The phaseModels map in the kubernaut-agent-llm-runtime ConfigMap allows configuring different LLM models for each phase of the investigation pipeline. This is useful for routing expensive reasoning models to RCA while using faster/cheaper models for workflow selection or validation.

Valid phase keys (CEL-validated when using the operator CR):

Phase key	Description
`rca`	Root-cause analysis loop (K8s + Prometheus tools)
`workflow_discovery`	Workflow selection and discovery
`validation`	Post-selection validation

Override fields (all optional; non-empty fields override the base LLM config):

Field	Description
`provider`	Override LLM provider
`model`	Override model name
`endpoint`	Override endpoint URL
`apiKey`	Override API key
`azureApiVersion`	Azure API version override
`vertexProject`	GCP project override
`vertexLocation`	GCP region override
`bedrockRegion`	AWS Bedrock region override

temperature, maxRetries, and timeoutSeconds are always inherited from the base LLMRuntimeConfig and cannot be overridden per phase.

Merge behavior: EffectivePhaseConfig() copies the base config, then overlays non-empty override fields. If phaseModels is empty or the phase has no entry, the base config is used unchanged.

Validation: unknown phase keys are rejected at startup. An override where all fields are empty is rejected.

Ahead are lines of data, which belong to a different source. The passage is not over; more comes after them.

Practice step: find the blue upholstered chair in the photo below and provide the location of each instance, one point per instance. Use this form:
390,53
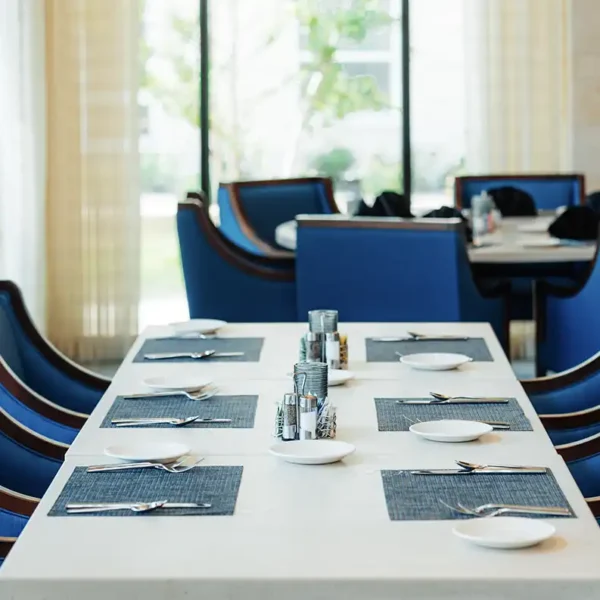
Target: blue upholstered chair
38,364
34,421
548,191
583,460
223,281
567,322
251,210
373,269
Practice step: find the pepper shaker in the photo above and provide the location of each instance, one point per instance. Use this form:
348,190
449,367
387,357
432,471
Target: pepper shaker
290,417
332,350
308,417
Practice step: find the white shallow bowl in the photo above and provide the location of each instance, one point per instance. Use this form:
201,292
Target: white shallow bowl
533,228
186,383
196,326
156,452
504,532
312,452
435,361
541,243
338,377
450,430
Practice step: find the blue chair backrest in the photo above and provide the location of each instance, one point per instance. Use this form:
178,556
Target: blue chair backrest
373,269
222,284
267,204
549,192
23,470
34,369
586,472
34,421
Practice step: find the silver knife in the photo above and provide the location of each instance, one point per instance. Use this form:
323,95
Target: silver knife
525,470
197,355
461,401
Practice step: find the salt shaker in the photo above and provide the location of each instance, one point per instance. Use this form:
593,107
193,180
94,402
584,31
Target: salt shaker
332,350
290,417
314,347
308,417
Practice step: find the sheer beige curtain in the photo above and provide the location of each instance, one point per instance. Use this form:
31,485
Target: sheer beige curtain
517,55
92,212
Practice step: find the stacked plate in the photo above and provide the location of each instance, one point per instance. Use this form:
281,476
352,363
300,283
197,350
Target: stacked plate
311,378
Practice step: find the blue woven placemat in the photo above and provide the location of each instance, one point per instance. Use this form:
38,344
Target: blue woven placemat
417,497
240,409
218,486
398,417
476,348
251,347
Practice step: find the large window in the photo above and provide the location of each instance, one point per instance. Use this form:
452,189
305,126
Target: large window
301,87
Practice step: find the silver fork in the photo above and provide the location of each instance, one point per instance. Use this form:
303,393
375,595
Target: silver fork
199,394
179,466
495,510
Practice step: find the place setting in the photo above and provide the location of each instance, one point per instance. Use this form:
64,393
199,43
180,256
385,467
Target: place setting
199,340
446,418
154,479
432,352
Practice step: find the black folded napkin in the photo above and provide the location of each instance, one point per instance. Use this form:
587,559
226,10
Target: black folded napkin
387,204
593,201
576,223
449,212
513,202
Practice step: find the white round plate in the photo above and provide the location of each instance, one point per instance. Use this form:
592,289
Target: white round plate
435,361
338,377
187,383
155,452
504,532
541,243
450,430
197,326
533,228
312,452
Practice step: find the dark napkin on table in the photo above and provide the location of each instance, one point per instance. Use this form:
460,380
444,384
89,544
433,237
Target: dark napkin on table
387,204
449,212
576,223
513,202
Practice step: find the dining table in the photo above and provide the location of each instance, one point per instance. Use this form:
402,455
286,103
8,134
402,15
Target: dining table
293,531
517,240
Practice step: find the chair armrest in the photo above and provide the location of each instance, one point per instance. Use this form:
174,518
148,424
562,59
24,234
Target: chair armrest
580,418
39,404
5,546
581,449
28,438
20,504
553,383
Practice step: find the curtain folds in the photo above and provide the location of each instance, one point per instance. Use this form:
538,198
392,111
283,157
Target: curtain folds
517,54
22,153
92,207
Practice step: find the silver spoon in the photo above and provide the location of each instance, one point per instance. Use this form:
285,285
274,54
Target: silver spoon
166,421
203,393
443,397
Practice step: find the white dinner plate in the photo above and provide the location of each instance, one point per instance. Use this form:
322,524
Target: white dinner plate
187,383
533,228
338,377
197,326
450,430
541,243
312,452
155,452
504,532
435,361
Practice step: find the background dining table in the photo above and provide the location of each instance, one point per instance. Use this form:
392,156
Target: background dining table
305,531
513,242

Hot-reloadable: yes — changes to the kubernaut-agent-llm-runtime ConfigMap take effect via FileWatcher without pod restart.

Configuration paths:

Operator CR: spec.kubernautAgent.llm.phaseModels (map with CEL validation)
Direct ConfigMap patch: add phaseModels: key to the kubernaut-agent-llm-runtime ConfigMap
Helm chart: not yet exposed as a value key

phaseModels in kubernaut-agent-llm-runtime ConfigMap

model: gpt-4o
endpoint: http://llm-gateway:8080/v1
temperature: 0.7
maxRetries: 3
timeoutSeconds: 120
phaseModels:
  rca:
    provider: anthropic
    endpoint: http://anthropic-api
    model: claude-sonnet-4-6
  workflow_discovery:
    model: claude-haiku-3
  validation:
    model: gpt-4o-mini

Supported Providers¶

Config `ai.llm.provider`	Backend	Implementation
`openai`	OpenAI or OpenAI-compatible API	LangChainGo `llms/openai`
`ollama`	Ollama	LangChainGo `llms/ollama`
`azure`	Azure OpenAI	LangChainGo `llms/openai` (Azure API type)
`vertex`	Google Vertex AI (Gemini models)	LangChainGo `llms/googleai/vertex`
`vertex_ai`	Claude on Google Vertex AI	Anthropic Go SDK (not LangChainGo)
`anthropic`	Anthropic API (direct)	LangChainGo `llms/anthropic`
`bedrock`	Amazon Bedrock	LangChainGo `llms/bedrock`
`huggingface`	Hugging Face	LangChainGo `llms/huggingface`
`mistral`	Mistral	LangChainGo `llms/mistral`

Vertex AI provider distinction

vertex = Gemini models on Vertex AI. vertex_ai = Anthropic Claude models on Vertex AI. These use separate code paths and different SDKs.

Mandatory JSON structured output

KA internally sets JSONMode: true on every LLM request. This is not configurable — the structured_output field in the config is reserved and has no effect at runtime. Your LLM provider/model must support schema-constrained JSON responses (equivalent to response_format: {"type": "json_object"} in the OpenAI API). All listed providers support this natively. For self-hosted or air-gapped deployments using Ollama or OpenAI-compatible servers, ensure the model supports JSON mode (most instruction-tuned models do).

Toolset Optimization¶

Each enabled toolset injects its full tool schema into every LLM context turn. When a toolset is enabled but never called during an investigation, those schema tokens are pure overhead — they consume budget and can bias the LLM toward irrelevant investigation paths.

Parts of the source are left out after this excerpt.